- Newest
- Most votes
- Most comments
Based on the information provided, it seems you've taken many of the correct steps to set up your ECS tasks with Fargate to pull images from a private ECR repository. However, there are a few potential issues and considerations to address:
-
Network Configuration: For Fargate tasks in a public subnet to pull container images, you need to assign a public IP address to the task's elastic network interface. You've set
assignPublicIpto True in your service configuration, which is correct. -
VPC Endpoints: You've set up the necessary VPC endpoints for ECR and ECS, which is good. Make sure these endpoints are associated with the correct route tables for your subnets.
-
Security Group Configuration: While you've set up your security group to allow all traffic, it's worth double-checking that the security group associated with your VPC endpoints allows inbound traffic from the security group associated with your Fargate tasks.
-
Task Execution Role: You've correctly given the necessary ECR permissions to your task execution role.
-
Subnet Configuration: Ensure that your subnets have a route to the internet via an Internet Gateway (for public subnets) or a NAT Gateway (for private subnets). Even with VPC endpoints, some internet connectivity may still be required.
-
DNS Resolution: Verify that your VPC has DNS hostnames and DNS resolution enabled, which you've mentioned you've done.
-
ECR Repository Policy: Check your ECR repository policy to ensure it allows access from your task execution role.
-
Fargate Platform Version: If you're not already, consider using the latest Fargate platform version, as it may include improvements in networking and image pulling.
-
Image Size and Task Resources: Ensure your task has sufficient CPU and memory allocated to pull and run your container image. Fargate doesn't cache images, so the entire image is pulled each time a task runs.
-
Region Consistency: You've mentioned everything is in the same region (us-east-1), which is correct and eliminates cross-region issues.
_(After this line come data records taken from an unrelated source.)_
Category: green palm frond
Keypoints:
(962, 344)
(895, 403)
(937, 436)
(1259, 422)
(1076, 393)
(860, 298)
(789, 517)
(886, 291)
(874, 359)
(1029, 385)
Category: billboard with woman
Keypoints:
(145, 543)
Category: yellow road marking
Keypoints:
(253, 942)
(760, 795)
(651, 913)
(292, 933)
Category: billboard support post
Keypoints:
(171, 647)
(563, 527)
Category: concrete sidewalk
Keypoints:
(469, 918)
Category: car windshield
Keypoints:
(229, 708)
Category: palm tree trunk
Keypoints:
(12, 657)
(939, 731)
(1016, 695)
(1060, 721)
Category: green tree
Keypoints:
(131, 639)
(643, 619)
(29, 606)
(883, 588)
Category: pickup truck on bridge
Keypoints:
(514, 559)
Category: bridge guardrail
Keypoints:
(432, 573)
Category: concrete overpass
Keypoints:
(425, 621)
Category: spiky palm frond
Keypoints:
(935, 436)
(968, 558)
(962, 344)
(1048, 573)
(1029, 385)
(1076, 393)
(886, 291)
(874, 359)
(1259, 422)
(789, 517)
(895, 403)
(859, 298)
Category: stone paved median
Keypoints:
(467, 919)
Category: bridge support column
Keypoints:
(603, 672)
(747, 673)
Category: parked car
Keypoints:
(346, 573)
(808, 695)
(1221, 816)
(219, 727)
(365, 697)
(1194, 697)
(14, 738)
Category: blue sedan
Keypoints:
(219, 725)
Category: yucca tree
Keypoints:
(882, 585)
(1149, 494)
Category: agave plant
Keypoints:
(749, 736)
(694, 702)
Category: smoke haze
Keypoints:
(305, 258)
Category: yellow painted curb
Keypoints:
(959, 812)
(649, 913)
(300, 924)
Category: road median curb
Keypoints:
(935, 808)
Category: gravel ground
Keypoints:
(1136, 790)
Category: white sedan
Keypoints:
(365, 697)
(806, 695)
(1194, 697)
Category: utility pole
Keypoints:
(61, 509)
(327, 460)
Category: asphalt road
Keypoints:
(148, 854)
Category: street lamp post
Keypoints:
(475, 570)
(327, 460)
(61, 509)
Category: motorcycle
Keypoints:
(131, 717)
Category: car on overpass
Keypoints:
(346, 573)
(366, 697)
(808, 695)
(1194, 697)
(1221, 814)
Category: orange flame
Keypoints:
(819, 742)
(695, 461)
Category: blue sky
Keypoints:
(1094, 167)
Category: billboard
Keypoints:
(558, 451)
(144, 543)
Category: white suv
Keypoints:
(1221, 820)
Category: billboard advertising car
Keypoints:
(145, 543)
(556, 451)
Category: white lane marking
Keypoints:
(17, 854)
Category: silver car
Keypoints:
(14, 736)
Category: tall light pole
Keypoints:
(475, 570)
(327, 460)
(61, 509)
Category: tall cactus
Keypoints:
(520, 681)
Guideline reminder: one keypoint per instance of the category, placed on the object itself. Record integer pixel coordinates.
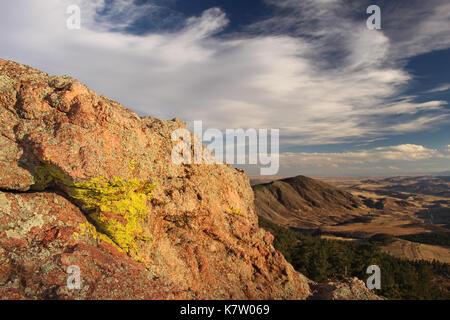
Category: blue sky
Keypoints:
(347, 100)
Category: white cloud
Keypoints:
(275, 81)
(442, 88)
(402, 158)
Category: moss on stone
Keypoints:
(117, 206)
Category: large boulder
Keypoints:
(87, 182)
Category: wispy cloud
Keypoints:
(442, 88)
(329, 79)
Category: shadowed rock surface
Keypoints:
(87, 182)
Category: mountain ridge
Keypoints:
(87, 183)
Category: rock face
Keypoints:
(305, 203)
(85, 182)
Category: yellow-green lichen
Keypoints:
(117, 206)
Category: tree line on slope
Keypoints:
(321, 259)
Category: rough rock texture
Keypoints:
(348, 289)
(89, 183)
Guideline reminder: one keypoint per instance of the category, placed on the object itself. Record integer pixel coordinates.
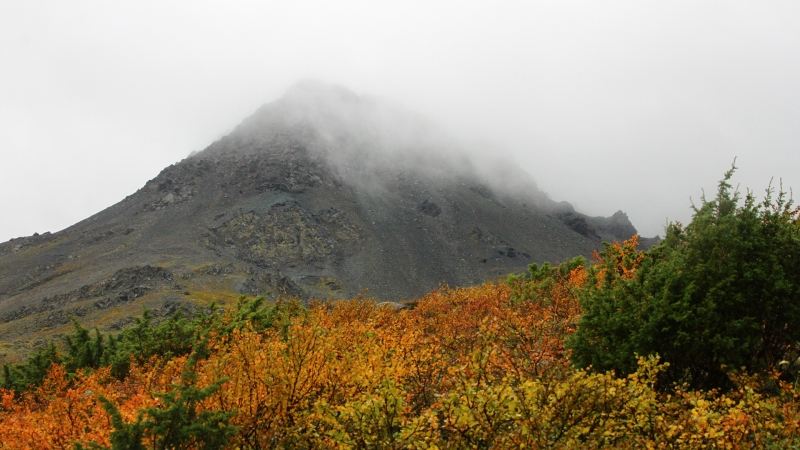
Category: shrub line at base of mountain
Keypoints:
(691, 344)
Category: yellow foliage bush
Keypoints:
(466, 368)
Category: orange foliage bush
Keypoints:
(481, 367)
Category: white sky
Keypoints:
(609, 105)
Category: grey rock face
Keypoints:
(312, 196)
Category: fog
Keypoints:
(608, 105)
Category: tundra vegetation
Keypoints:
(691, 344)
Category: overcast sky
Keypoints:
(609, 105)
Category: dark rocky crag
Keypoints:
(320, 194)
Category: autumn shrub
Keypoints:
(720, 294)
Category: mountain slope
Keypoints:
(321, 193)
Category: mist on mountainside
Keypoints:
(366, 138)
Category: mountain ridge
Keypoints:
(322, 193)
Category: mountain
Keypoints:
(322, 193)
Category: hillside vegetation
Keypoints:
(689, 345)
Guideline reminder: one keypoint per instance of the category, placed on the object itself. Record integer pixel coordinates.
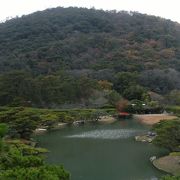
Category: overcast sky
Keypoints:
(165, 8)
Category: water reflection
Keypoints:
(107, 134)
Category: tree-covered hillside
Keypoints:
(77, 38)
(77, 55)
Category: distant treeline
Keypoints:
(88, 57)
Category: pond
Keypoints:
(102, 151)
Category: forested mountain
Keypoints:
(102, 45)
(77, 38)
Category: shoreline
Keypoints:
(150, 119)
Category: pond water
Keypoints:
(102, 152)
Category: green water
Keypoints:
(102, 152)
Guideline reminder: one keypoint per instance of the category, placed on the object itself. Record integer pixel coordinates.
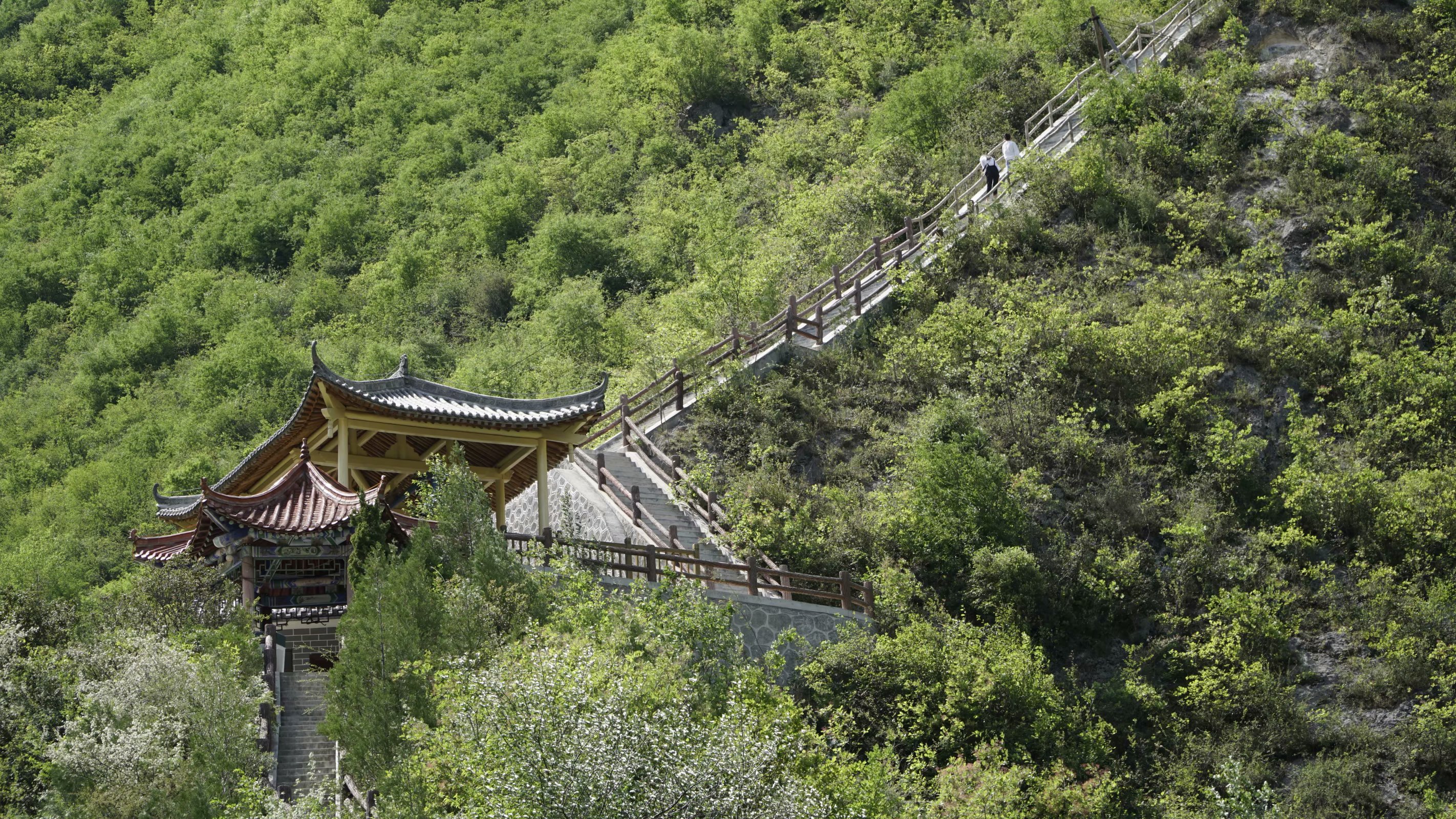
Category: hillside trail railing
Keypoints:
(819, 313)
(630, 561)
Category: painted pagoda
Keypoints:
(280, 520)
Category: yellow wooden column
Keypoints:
(249, 585)
(499, 497)
(346, 438)
(542, 491)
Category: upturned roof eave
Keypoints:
(592, 403)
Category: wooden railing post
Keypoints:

If you've verified all these points and are still experiencing issues, you may want to check the CloudWatch logs for your tasks to see if there are any more detailed error messages. Also, consider temporarily enabling VPC flow logs to analyze the network traffic and identify any potential connectivity issues.
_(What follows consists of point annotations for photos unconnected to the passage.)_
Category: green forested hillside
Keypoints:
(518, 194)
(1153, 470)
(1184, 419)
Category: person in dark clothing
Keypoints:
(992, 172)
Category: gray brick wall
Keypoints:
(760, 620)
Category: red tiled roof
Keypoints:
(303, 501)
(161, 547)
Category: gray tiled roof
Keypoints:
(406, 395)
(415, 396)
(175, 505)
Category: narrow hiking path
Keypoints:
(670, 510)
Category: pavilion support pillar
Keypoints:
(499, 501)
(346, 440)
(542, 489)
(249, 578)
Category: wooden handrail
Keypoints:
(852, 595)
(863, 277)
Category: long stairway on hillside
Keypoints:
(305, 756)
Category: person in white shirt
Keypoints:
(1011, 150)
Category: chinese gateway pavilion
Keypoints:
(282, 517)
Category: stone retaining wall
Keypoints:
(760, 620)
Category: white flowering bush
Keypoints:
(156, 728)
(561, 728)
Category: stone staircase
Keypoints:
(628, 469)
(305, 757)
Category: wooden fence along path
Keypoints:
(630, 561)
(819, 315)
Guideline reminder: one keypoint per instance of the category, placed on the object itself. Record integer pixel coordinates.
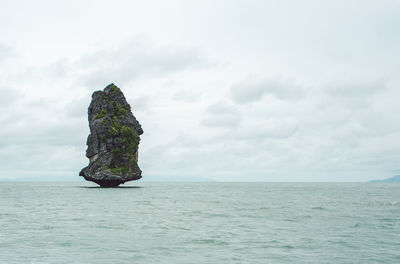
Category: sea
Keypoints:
(199, 222)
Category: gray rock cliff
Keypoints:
(112, 145)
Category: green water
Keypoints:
(200, 223)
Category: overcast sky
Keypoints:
(225, 90)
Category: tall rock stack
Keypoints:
(113, 140)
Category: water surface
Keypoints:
(200, 223)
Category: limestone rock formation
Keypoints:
(112, 145)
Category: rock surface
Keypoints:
(113, 140)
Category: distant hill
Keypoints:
(393, 179)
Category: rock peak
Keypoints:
(113, 140)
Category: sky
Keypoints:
(238, 90)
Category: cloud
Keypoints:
(222, 115)
(254, 89)
(6, 52)
(136, 59)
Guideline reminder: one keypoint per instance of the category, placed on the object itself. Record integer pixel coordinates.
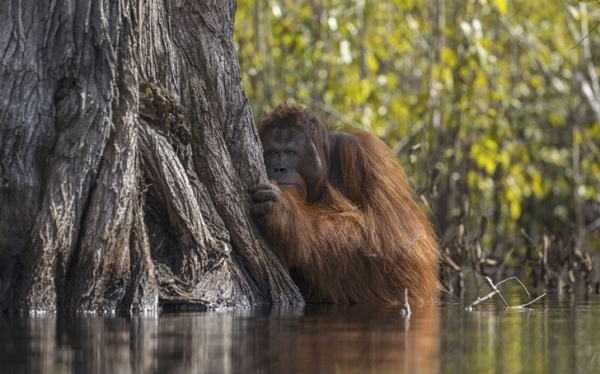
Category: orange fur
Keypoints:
(366, 239)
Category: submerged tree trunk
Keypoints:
(126, 149)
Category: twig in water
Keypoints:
(531, 302)
(406, 308)
(495, 291)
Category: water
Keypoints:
(558, 334)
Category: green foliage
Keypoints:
(498, 96)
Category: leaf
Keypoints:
(501, 6)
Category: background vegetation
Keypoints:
(493, 107)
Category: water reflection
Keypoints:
(559, 335)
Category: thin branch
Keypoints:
(481, 300)
(531, 302)
(406, 309)
(495, 291)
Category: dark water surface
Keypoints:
(559, 334)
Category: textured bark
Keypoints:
(127, 147)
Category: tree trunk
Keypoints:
(127, 148)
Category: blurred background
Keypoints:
(492, 107)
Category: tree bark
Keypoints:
(127, 148)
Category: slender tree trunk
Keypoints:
(127, 147)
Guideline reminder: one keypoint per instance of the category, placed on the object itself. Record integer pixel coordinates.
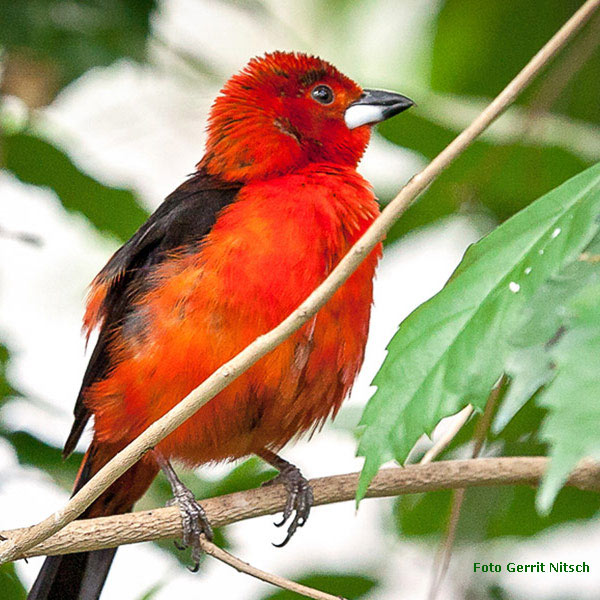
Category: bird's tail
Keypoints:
(81, 576)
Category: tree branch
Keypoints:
(243, 567)
(165, 523)
(27, 538)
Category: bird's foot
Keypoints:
(195, 523)
(299, 500)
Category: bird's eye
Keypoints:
(322, 94)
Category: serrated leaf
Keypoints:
(529, 364)
(572, 397)
(451, 350)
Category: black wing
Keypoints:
(181, 221)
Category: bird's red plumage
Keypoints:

If the problem persists, you might want to try creating a test task with a public ECR image to isolate whether the issue is specific to your private ECR setup or if it's a more general networking problem.
Sources
Amazon ECS task definition differences for the Fargate launch type - Amazon Elastic Container Service
Container image pull behavior - Amazon Elastic Container Service
Fargate deployment can not pull from ECR | AWS re:Post
Can't pull a docker image from a private ECR repository inside an EC2 instance | AWS re:Post
- All ECS Services / Tasks, VPCs, and VPC endpoints are set up to use the same security group currently.
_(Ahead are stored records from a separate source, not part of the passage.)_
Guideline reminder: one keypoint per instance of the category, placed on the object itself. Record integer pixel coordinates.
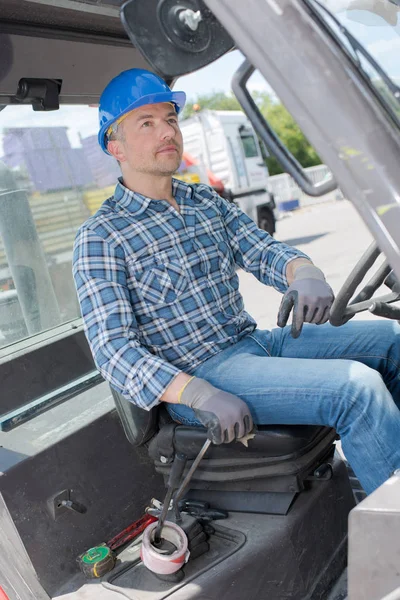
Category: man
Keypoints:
(156, 280)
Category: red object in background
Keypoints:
(215, 182)
(128, 534)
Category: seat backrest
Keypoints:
(139, 425)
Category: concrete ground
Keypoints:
(332, 234)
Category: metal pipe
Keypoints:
(25, 257)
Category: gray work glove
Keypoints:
(226, 416)
(310, 297)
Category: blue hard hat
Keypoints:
(129, 90)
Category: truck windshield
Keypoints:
(53, 175)
(369, 31)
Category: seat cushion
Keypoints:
(270, 441)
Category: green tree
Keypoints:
(213, 101)
(276, 115)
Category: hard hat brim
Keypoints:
(177, 98)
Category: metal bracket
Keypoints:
(43, 94)
(62, 503)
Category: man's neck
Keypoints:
(151, 186)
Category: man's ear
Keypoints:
(116, 150)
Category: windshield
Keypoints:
(53, 176)
(369, 31)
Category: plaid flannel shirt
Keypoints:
(158, 290)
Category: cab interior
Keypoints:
(65, 435)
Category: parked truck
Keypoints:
(225, 144)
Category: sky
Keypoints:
(381, 38)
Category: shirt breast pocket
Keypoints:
(159, 278)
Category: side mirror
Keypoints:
(176, 37)
(269, 137)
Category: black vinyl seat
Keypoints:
(263, 477)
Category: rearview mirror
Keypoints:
(176, 37)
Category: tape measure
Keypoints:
(96, 561)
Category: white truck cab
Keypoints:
(225, 143)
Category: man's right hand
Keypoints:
(225, 416)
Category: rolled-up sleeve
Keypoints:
(255, 250)
(110, 324)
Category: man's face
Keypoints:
(149, 140)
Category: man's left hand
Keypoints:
(309, 296)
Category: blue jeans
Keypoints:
(347, 378)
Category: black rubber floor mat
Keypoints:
(132, 579)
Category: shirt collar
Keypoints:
(136, 203)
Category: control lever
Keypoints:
(175, 475)
(388, 311)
- We are using the latest version of Fargate
- The images are using Google's "Distroless", and are running rust, and don't do much right now. The image size is small, and so is the resource usage.
- The docs EXPLICITLY SAY that having an Internet Gateway / NAT Gateway are not required for ECR.
- The ECR Policy allows both the Task and Execution roles full access to ecr resources.
- The security group allows all inbound and outbound traffic (for now).
Hello.
Judging from the error message, it appears that the connection to "com.amazonaws.us-east-1.ecr.dkr" failed.
Please check that the security group associated with the VPC endpoint allows HTTPS and that the NACL set for the subnet is not set to deny any communication.
<ACCOUNT_ID>.dkr.ecr.us-east-1.amazonaws.com/<REGISTRY>:latest: dial tcp <IP>: i/o timeout
For testing purposes, launch an EC2 instance in the same VPC as Fargate, connect to the EC2 OS, and use the dig command to perform name resolution and check whether you can confirm the IP address of the VPC endpoint.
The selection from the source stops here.